18° Far East Film Festival, 22 – 30 aprile 2016, Udine
La vertigine del kolossal
Uno dei migliori film presentati dal FEFF di quest’anno è stato sicuramente il kolossal pseudo-storico Assassination, di Choi Dong-hoon. Inserito nel contesto della produzione coreana, una delle più eclettiche, ricche, dissonanti e sorprendenti del continente, capace di passare dalla commedia grottesca alla superproduzione di largo respiro.
Ed è qui che possiamo certamente iscrivere il film di Dong-hoon: una girandola infinita di sequenze d’azione e inseguimento, duelli che alternano ralenti ad accelerazioni, giochi di specchi nel rispetto dell’ambiguità che ogni personaggio si porta dietro. Ma è prima di tutto un film sullo sguardo, a partire da quello che s’incrocia tra i personaggi in tutte le sue possibili sfumature, tra attrazione, intesa, rabbia, turbamento, tradimento. Una delle caratteristiche fondamentali della pellicola, incredibilmente intessuta di sottostorie che rendono tridimensionale la struttura narrativa dello stesso regista con Lee Ki-cheol, è proprio la sostanza ambivalente e credibilissima dei comportamenti di ogni elemento. Ambientato tra gli anni Dieci e Trenta del ‘900, all’epoca della dominazione giapponese sulla Corea, Assassination segue le gesta di un gruppo di sicari che devono rompere le trame colonialiste nipponiche. Infarcito di dialoghi taglienti colmi di humour, ricamato da un montaggio che inanella vorticose e adrenaliniche inquadrature alternate ad altrettanto credibili faccia-a-faccia e puntellato da ottimi attori con le facce adatte: semplicemente un perfetto meccanismo ad orologeria. Ricostruzioni scenografiche che non badano a spese, che siano sfarzosi interni nobili o polverosi esterni western, una cinepresa mobilissima e leggera che accoglie decine di angolature diverse per ogni scena e un disegno di luci che esalta sia i campi medio-lunghi che le zoomate sui dettagli, raccogliendo il meglio da ombre e sfondi.
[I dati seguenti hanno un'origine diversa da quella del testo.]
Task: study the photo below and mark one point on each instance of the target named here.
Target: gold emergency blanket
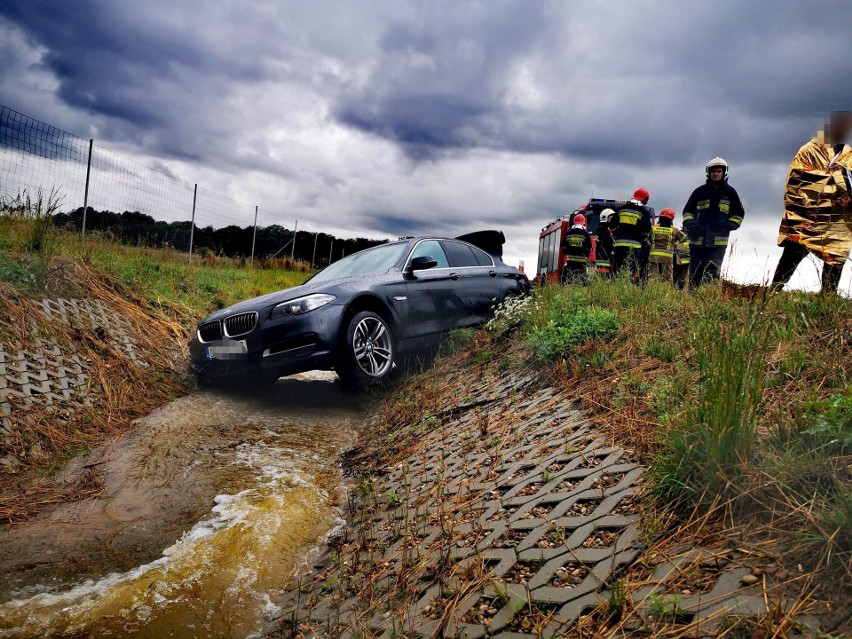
(817, 208)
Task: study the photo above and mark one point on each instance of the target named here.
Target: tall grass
(26, 224)
(714, 445)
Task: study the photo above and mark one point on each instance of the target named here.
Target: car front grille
(240, 324)
(210, 331)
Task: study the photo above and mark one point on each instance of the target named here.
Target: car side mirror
(421, 263)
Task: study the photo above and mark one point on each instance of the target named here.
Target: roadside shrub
(830, 425)
(510, 315)
(562, 331)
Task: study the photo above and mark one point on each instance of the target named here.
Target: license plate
(226, 349)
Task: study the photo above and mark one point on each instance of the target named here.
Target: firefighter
(577, 245)
(603, 246)
(629, 231)
(817, 208)
(664, 236)
(713, 210)
(681, 260)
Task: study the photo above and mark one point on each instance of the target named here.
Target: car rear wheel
(369, 351)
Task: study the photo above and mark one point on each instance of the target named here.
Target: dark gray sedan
(359, 315)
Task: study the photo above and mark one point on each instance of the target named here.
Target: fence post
(192, 224)
(254, 236)
(86, 192)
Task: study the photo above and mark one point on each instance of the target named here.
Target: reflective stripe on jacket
(632, 223)
(711, 213)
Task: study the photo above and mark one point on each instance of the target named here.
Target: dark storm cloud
(623, 82)
(440, 114)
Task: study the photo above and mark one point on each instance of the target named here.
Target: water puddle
(207, 509)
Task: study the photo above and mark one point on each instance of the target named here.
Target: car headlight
(300, 305)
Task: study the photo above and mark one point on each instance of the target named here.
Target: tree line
(140, 229)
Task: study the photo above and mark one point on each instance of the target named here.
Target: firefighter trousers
(792, 256)
(680, 273)
(662, 271)
(705, 264)
(626, 258)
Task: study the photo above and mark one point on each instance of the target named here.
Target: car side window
(431, 248)
(482, 257)
(460, 254)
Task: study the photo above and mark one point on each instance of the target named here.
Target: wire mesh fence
(105, 192)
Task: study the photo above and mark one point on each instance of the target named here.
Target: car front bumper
(273, 349)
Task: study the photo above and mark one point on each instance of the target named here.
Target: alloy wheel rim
(372, 346)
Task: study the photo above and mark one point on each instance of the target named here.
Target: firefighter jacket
(664, 237)
(682, 250)
(577, 245)
(817, 208)
(712, 212)
(632, 225)
(603, 246)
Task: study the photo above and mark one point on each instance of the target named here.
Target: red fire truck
(551, 259)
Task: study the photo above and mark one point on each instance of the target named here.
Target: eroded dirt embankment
(489, 506)
(74, 371)
(208, 505)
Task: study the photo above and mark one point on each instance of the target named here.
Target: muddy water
(208, 508)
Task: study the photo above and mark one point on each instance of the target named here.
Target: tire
(369, 351)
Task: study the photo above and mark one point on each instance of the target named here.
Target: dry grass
(120, 390)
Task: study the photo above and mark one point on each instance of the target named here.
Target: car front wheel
(368, 354)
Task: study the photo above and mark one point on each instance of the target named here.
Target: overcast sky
(392, 118)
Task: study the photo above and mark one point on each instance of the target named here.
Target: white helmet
(717, 161)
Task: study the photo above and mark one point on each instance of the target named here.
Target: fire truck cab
(551, 259)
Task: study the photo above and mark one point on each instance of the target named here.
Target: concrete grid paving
(544, 512)
(48, 373)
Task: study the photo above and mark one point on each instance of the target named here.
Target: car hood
(341, 288)
(270, 299)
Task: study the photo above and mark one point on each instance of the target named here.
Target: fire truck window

Numerosissimi cambi di registro e ribaltamenti di stile contribuiscono ad un girotondo emotivo che non sazia mai e dal quale mai si vorrebbe uscire, tra lotte, accordi, tradimenti, viaggi: certo, le svolte in alcuni punti sono difficili da districare nello specifico, ma nell’insieme costituiscono un tutt’uno solidissimo e omogeneo. Comunque, ciò che conta è che tanta perizia tecnica non rimane una patina superficiale, ma entra sottopelle e fa ribollire il sangue. Un’opera studiata in ogni dettaglio che non rimane una pura somma matematica di elementi, ma si amalgama, respira e riscalda; una lezione di recupero e cinefilia nel miglior senso del termine (da Leone, Woo, Spielberg, Ford). Basterebbe la lirica sequenza finale – l’antieroe colpito a morte va verso un fuoricampo prospettico barcollando di schiena – tra pulizia formale e potenza metaforica, per giustificare l’enorme bellezza di questo film.
Assassination [Amsal, Corea del Sud 2015] REGIA Choi Dong-hoon.
CAST Jun Ji-hyun, Lee Jung-jae, Ha Jung-woo, Oh Dal-soo
SCENEGGIATURA Choi Dong-hoon, Lee Ki-cheol. FOTOGRAFIA Kim Woo-hyung. MUSICHE Jang Young-gyu, Dalparan.
Azione/Spionaggio, durata 140 minuti.